As food manufacturers have been riding this rocky rollercoaster and trying to adapt, the question begs itself of, “What is the next taboo ingredient?” Since most innovations take 12-18 months to get onto shelves, companies need to have confidence in their knowledge of the changing tides of public opinion.
So what can we expect for 2017?
Protein will continue to be the biggest influence in brand & category growth.
Categories like beef jerky continue to grow aggressively; with less-processed brands leading the growth. Krave, which I mentioned in a previous blog for its Epic jerky bars, is up 84% in volume. This appeal reflects consumers’ search for dually satisfying snacks that help fuel a protein-filled diet.
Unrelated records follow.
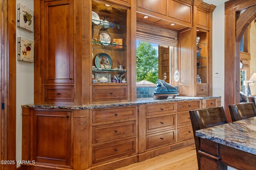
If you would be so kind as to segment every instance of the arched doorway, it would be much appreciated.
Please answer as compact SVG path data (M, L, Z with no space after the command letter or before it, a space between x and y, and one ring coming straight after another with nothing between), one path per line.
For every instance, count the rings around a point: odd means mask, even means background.
M240 40L256 18L255 0L231 0L225 3L225 110L229 122L231 119L228 105L240 103Z

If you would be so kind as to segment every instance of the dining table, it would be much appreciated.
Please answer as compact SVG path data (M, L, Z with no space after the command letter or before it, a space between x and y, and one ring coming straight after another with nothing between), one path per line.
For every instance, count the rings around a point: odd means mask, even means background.
M256 170L256 117L196 131L201 170Z

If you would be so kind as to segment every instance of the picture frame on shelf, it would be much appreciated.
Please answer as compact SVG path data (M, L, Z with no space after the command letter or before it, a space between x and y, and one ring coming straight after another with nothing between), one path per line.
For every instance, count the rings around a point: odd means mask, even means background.
M111 74L99 74L95 73L95 80L96 80L96 83L104 83L104 82L101 82L99 81L99 80L100 78L103 77L105 77L108 79L107 82L105 83L110 83L111 82Z
M18 60L34 63L34 41L21 37L18 37Z
M34 12L24 6L18 4L17 26L28 32L34 32Z

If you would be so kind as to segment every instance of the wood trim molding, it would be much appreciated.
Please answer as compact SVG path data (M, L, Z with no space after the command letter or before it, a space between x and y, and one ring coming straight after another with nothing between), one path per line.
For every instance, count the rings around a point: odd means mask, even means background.
M16 2L0 0L1 65L1 160L15 160L16 155ZM12 165L1 165L0 169L15 169Z
M242 37L251 24L256 18L256 5L251 6L242 13L236 21L236 40L239 42Z

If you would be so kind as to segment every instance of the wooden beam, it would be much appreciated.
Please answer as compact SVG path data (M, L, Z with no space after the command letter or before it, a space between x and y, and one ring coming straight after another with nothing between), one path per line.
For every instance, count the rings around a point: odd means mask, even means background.
M238 13L225 16L225 111L231 121L228 105L240 103L240 43L236 41L236 23Z
M225 2L225 15L256 5L255 0L230 0Z
M236 41L240 42L244 33L255 18L256 5L249 7L241 14L236 21Z

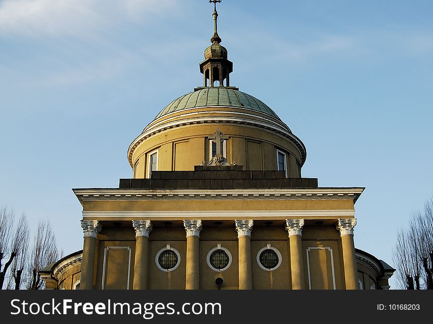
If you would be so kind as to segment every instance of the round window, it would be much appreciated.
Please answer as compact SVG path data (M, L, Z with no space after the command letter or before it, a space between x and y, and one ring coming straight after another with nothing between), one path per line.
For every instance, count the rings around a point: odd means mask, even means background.
M275 268L278 264L278 255L271 249L266 249L260 253L259 260L262 265L267 269Z
M211 249L206 256L206 262L212 270L221 272L227 270L232 264L232 255L230 251L217 244Z
M228 254L223 250L216 250L209 257L211 265L218 270L223 269L227 267L229 260Z
M171 250L166 250L159 255L158 263L163 269L171 269L177 264L178 256Z
M179 251L172 247L161 249L155 257L156 266L162 271L173 271L179 266L180 261Z
M277 249L267 244L258 251L257 254L257 261L260 267L266 271L273 271L278 269L281 265L281 253Z

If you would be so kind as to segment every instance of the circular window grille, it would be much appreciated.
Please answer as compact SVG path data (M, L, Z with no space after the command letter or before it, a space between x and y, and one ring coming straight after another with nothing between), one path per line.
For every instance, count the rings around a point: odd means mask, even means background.
M166 250L159 254L158 263L163 269L168 270L176 267L179 259L176 253L172 250Z
M270 244L259 250L257 254L257 264L266 271L274 271L281 266L282 258L278 249Z
M232 255L230 251L216 244L216 247L211 249L206 256L206 263L212 270L218 272L225 271L232 264Z
M266 249L260 253L260 263L267 269L272 269L277 267L278 258L277 253L271 249Z
M223 250L216 250L209 257L211 265L216 269L220 270L228 265L230 258L228 254Z

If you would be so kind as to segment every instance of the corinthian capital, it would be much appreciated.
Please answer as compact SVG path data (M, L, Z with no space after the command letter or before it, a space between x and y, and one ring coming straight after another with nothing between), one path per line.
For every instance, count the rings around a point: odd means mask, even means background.
M302 235L302 228L304 227L304 219L286 219L286 230L289 236Z
M339 218L336 227L340 231L340 236L353 235L353 228L355 225L356 218Z
M203 228L201 219L184 219L184 226L187 238L188 236L200 237L200 232Z
M152 224L149 219L145 220L133 220L132 226L135 229L135 237L145 236L149 237L149 233L152 231Z
M241 236L251 236L253 225L252 219L237 219L235 222L238 238Z
M101 231L101 224L99 220L81 220L81 227L84 232L84 237L96 238Z

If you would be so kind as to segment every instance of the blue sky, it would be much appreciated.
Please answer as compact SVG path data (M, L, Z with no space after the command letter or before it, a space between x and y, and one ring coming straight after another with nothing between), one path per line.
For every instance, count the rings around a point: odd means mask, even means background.
M130 142L202 85L207 0L0 0L0 206L82 248L72 188L132 177ZM365 187L355 245L393 265L433 194L433 2L223 0L231 84L305 144L321 187ZM102 157L102 158L101 158ZM391 281L393 283L393 281ZM395 288L395 286L393 286Z

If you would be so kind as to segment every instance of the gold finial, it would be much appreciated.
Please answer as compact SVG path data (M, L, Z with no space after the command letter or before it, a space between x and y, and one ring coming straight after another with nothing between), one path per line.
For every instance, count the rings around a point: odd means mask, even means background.
M218 3L221 3L221 0L209 0L209 3L212 3L214 2L214 8L215 8L215 10L216 11L216 2Z
M209 0L209 3L214 3L214 37L211 39L211 41L213 43L216 43L219 44L221 43L221 38L218 36L216 26L216 19L218 18L218 13L216 12L216 3L221 3L221 0Z

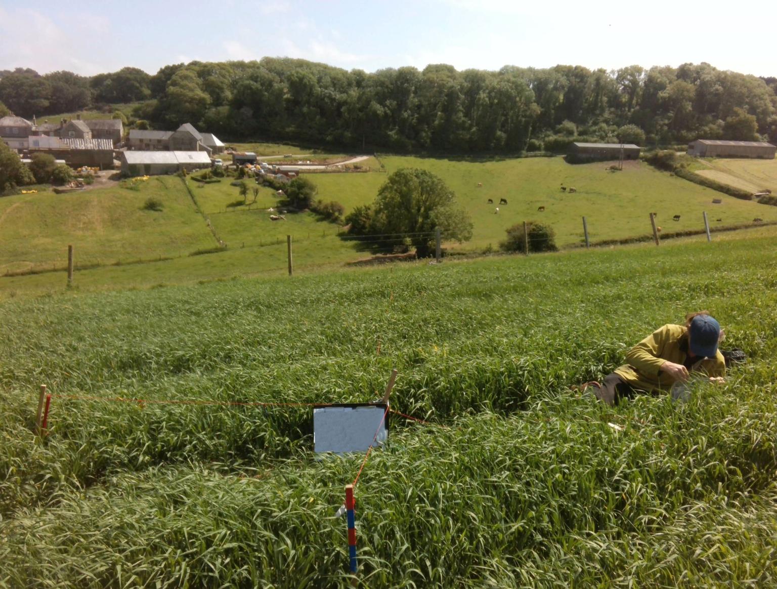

Nuts and seeds will continue to provide options high in healthy fats and proteins, as each are used more often in baking and spreads. In fact, Mintel predicted that revenues from nut spreads will grow to $6.5 billion in 2018.
- Sugar reduction will continue to be a pervasive trend, with some substitutes from natural alternatives such as agave nectar, honey, maple syrup and molasses.
- As each major food manufacturer has pledged their own wellness-related agenda, several of the largest players are working to come out with reformulated food products with a lower sugar content or new brands to offer healthful options. General Mills and Nestle are just a couple examples of commitment to healthier offerings.
Still, this approach places huge amounts of money and faith behind the continued trend of sugar aversion. Given the time-intensive food production schedules mentioned before, companies need a way to monitor consumers’ reaction to these new products, and to understand if and how these underlying trends are changing.